FIP; Waiver of a Second Amendment argument; Whether defendant was aware of United States v Williams; Waiver validity; United States v Ruiz; Sentencing; Applicability of the enhancement under USSG § 2K2.1(a)(3) for using a semiautomatic gun capable of accepting a large capacity magazine; Whether there is a state-of-mind requirement; United States v Sands; Enhancement for using a firearm in connection with another offense; § 2K2.1(b)(6)(B); Proximity of the gun to a large quantity of drugs

Summary

[This appeal was from the WD-MI.] The court held that defendant-Seuell knowingly waived his right to assert a Second Amendment challenge and that USSG § 2K2.1(a)(3) (using a semiautomatic that could be used with a large capacity magazine) does not have a state-of-mind requirement. Seuell was arrested on an outstanding warrant. When his car was impounded, drugs and a loaded semiautomatic were found. He pled guilty to FIP and was sentenced to 70 months. Seuell challenged his conviction on Second-Amendment grounds. But the court held that he waived this argument during sentencing. He asked his attorney to file a motion to dismiss on the ground the statute was unconstitutional as applied to him but the attorney refused. The district court then offered to appoint another attorney for Seuell, but he declined, saying he did not want to cause trouble.
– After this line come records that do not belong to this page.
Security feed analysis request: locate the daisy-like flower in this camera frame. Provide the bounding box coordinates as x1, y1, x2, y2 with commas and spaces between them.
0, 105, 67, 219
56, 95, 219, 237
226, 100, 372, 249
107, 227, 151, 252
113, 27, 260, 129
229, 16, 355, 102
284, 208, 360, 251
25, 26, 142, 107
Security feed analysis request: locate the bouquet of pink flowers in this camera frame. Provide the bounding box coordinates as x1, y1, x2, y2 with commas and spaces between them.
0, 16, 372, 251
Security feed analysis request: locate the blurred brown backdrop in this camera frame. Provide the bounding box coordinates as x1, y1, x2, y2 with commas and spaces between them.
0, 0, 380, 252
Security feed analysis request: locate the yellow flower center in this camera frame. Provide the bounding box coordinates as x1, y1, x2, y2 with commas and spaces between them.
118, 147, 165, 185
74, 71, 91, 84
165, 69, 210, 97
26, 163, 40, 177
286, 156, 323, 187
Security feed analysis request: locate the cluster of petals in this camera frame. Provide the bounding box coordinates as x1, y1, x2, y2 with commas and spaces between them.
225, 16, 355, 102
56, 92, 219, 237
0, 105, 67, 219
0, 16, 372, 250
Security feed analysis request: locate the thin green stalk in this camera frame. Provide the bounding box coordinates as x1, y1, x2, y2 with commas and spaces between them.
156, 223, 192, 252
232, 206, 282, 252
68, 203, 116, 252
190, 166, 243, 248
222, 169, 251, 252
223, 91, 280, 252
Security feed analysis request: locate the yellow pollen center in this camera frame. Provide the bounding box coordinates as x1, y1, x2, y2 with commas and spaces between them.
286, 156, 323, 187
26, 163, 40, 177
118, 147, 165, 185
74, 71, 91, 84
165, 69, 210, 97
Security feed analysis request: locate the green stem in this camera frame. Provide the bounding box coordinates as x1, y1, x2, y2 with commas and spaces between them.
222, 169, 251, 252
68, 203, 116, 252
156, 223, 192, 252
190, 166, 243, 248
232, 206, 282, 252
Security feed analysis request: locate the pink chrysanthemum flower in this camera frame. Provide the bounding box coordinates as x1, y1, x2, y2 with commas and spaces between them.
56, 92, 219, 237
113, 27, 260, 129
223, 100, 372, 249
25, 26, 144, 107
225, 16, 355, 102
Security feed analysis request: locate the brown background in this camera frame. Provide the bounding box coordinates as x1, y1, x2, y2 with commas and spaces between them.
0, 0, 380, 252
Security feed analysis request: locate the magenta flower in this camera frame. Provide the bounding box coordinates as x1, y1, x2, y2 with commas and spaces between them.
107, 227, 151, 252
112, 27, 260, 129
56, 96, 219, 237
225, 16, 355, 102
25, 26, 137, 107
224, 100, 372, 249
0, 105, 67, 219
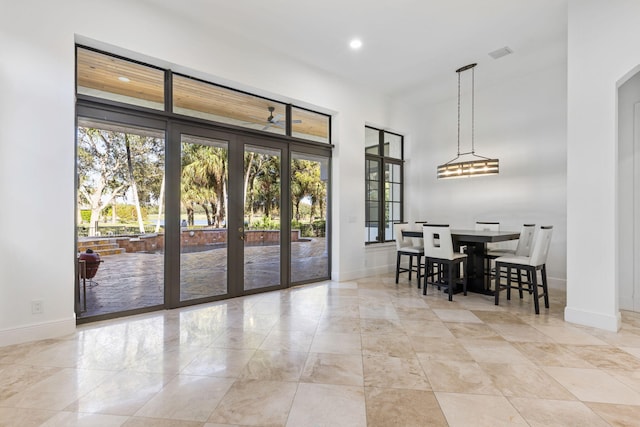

The judge explained that it was no trouble and reiterated the offer, but Seuell stated that he wanted to proceed with sentencing. The court rejected Seuell’s claim that he did not waive the challenge because he was not aware “that he could protest his dangerousness” under Williams. It found that “the transcript makes clear that the Williams decision was a significant factor in the district court’s colloquy with Seuell. And a waiver is valid so long as a defendant knows the ‘nature of the right and how it would likely apply in general in the circumstances.’” Seuell next challenged application of the § 2K2.1(a)(3) sentencing enhancement, claiming it did “not apply because he did not know that his pistol could carry enough ammunition to count as accepting a large capacity magazine.” But the court noted that the statute “does not contain a state-of-mind requirement. It requires an enhancement whenever the firearm qualifies.” It added that “the Sentencing Commission knew how to add a state-of-mind requirement when it wished to do so.” And in Sands the court “described a related firearm enhancement that lacked a state-of-mind element as a ‘[s]trict liability enhancement.’” Further, every “circuit to interpret this provision has recognized that it does not contain a state-of-mind requirement.” The court also upheld application of the § 2K2.1(b)(6)(B) enhancement for committing another felony offense, rejecting his claim that there was no connection shown between his pistol and drug trafficking where “the proximity of the gun to the large quantity of drugs suffices to make the connection.” Affirmed.